About a month before GoatCamp2012™, OCR Dalila, 12 year old TMG doe, was found in a pasture unable to stand. I brought her to the Vet Building treatment pens. Since Dalila's eye membranes were light pink, I dewormed and treated for anemia as I had done for Sutton. She had elevated rectal temperature and mastitis in one side of her udder so she received a consecutive five-day treatment of Nuflor, appropriate Banamine for fever, and extensive mastitis therapy, including hot compresses and peppermint oil cream topically on the udder. Her appetite was not good. Stomach tubing electrolytes helped; she maintained but did not gain weight. Thirty minutes before a very old goat was going to be euthanized at GoatCamp™ for the necropsy demonstration, I found Dalila dead; her body was still warm. Dr. Swening opened her up in front of the GoatCamp™ students and found a hemangioma tumor the size of both of my hands surrounding her lungs. Dalila had been having breathing difficulty; it was now obvious that this blood-laden tumor was restricting lung function and causing internal bleeding. We now knew where the poor appetite, difficulty breathing, and pale eye membranes came from. Once again, not from worms.
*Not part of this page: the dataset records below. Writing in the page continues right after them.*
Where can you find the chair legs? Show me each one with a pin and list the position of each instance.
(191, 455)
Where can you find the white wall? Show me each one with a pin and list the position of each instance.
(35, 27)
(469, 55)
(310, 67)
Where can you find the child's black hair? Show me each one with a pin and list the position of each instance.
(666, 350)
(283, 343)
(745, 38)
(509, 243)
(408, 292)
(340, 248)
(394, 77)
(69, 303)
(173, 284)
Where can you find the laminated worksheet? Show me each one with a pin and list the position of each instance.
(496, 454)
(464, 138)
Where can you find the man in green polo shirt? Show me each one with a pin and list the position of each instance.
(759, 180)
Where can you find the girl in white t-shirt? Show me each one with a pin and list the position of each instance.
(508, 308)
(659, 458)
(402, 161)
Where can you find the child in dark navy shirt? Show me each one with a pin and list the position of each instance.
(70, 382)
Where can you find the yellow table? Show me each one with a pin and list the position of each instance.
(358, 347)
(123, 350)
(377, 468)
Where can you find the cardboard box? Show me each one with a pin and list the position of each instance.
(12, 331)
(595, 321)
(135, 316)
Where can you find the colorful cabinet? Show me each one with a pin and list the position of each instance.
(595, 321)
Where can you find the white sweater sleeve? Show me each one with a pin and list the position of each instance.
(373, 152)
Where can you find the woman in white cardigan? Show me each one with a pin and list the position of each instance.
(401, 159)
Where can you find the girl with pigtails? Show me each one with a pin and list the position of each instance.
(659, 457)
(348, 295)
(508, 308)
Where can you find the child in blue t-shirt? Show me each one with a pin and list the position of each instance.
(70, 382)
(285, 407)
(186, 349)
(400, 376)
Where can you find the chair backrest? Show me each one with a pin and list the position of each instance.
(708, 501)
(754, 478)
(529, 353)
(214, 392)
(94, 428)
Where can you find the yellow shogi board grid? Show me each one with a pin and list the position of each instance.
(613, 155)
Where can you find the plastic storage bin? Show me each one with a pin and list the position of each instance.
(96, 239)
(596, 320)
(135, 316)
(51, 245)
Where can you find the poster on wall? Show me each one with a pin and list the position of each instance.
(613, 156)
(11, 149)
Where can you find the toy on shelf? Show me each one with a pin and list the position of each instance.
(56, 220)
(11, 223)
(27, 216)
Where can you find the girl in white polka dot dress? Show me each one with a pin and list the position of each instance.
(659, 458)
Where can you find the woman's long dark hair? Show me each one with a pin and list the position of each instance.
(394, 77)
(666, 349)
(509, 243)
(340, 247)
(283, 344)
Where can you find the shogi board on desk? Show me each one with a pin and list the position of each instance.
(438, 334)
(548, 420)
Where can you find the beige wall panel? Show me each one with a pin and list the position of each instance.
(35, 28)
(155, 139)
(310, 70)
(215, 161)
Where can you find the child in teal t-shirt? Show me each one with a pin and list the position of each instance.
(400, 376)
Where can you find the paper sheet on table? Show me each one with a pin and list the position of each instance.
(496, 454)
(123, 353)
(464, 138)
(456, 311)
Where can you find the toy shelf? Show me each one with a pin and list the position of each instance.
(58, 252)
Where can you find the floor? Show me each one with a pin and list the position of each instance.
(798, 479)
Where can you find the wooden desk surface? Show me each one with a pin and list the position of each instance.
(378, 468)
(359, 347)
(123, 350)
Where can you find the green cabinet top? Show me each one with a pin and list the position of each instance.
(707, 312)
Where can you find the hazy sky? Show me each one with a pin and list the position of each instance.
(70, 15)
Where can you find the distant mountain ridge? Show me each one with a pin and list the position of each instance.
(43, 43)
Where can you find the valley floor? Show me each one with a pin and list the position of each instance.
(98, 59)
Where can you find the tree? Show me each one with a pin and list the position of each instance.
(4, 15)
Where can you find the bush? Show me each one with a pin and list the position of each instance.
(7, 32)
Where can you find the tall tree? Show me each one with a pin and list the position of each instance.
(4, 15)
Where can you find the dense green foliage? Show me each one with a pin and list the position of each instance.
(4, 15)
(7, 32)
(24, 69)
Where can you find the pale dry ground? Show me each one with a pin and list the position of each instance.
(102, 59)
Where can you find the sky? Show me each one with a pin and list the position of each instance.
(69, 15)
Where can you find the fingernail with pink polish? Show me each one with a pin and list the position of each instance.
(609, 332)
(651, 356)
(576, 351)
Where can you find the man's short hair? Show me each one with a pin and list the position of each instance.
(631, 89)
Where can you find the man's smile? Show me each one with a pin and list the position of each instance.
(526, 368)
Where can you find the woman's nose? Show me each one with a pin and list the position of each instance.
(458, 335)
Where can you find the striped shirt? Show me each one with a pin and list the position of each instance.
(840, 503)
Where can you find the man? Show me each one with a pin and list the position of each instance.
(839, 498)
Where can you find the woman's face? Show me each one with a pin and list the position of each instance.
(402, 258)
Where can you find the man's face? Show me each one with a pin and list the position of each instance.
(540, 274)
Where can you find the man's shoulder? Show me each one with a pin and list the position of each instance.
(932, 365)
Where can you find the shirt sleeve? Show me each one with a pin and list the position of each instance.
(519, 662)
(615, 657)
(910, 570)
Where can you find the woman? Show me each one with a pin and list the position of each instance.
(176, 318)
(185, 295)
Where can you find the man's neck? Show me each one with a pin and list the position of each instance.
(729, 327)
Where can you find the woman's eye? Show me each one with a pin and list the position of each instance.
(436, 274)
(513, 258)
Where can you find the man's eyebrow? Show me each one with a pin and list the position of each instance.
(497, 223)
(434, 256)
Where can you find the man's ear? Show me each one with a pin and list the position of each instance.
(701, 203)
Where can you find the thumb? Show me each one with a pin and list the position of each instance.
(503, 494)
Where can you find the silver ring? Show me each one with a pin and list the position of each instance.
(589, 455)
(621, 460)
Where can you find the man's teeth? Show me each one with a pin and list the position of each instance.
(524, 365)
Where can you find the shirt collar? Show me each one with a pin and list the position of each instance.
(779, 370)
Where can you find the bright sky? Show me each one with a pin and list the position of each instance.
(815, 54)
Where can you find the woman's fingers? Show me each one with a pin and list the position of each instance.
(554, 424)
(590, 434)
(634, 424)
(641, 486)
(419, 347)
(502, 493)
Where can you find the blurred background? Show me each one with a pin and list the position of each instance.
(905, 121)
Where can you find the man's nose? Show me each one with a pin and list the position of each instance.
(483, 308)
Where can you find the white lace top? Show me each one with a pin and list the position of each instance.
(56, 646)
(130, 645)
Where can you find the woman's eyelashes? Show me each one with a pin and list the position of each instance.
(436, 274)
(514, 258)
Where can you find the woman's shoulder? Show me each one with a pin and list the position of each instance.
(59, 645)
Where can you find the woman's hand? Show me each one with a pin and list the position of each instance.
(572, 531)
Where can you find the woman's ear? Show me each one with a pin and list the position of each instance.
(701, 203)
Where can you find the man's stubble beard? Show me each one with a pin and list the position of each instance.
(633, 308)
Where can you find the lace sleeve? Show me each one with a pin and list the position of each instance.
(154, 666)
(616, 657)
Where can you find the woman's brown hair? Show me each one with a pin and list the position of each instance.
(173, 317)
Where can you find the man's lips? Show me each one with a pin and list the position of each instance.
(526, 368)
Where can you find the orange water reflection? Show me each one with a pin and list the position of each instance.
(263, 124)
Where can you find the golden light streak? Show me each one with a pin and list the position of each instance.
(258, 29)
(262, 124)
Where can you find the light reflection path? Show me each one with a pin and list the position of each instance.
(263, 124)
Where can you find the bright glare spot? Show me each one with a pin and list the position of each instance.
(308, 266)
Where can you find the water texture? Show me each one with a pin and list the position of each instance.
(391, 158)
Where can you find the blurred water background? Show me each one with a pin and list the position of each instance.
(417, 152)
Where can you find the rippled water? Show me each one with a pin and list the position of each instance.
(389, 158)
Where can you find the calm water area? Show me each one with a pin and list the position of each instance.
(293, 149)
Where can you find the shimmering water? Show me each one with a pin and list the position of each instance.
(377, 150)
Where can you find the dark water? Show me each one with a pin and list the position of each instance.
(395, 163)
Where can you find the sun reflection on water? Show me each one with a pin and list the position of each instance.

These two goats are examples of situations that look like worms but turned out not to be worms. This is NOT the usual situation. In Sutton's case, the severe drought led he and his herd mates to eat around cactus fronds to get new growth. Even though my goats are well fed, goats will be goats and you cannot keep them from going for the new green leaves and grasses. With regard to Dalila, she was an extremely old doe by most people's standards -- you would never have guessed her age -- but I have lots of productive older goats. She kidded twin girls early in 2012 who are growing out well. As is the case with older people, older goats can develop extraordinary health problems as Dalila did. But in most cases, a sick goat either has worms, cocci, and/or pneumonia. Look for the obvious and usual problems first -- as I did. I take comfort in knowing that I did everything possible to save them.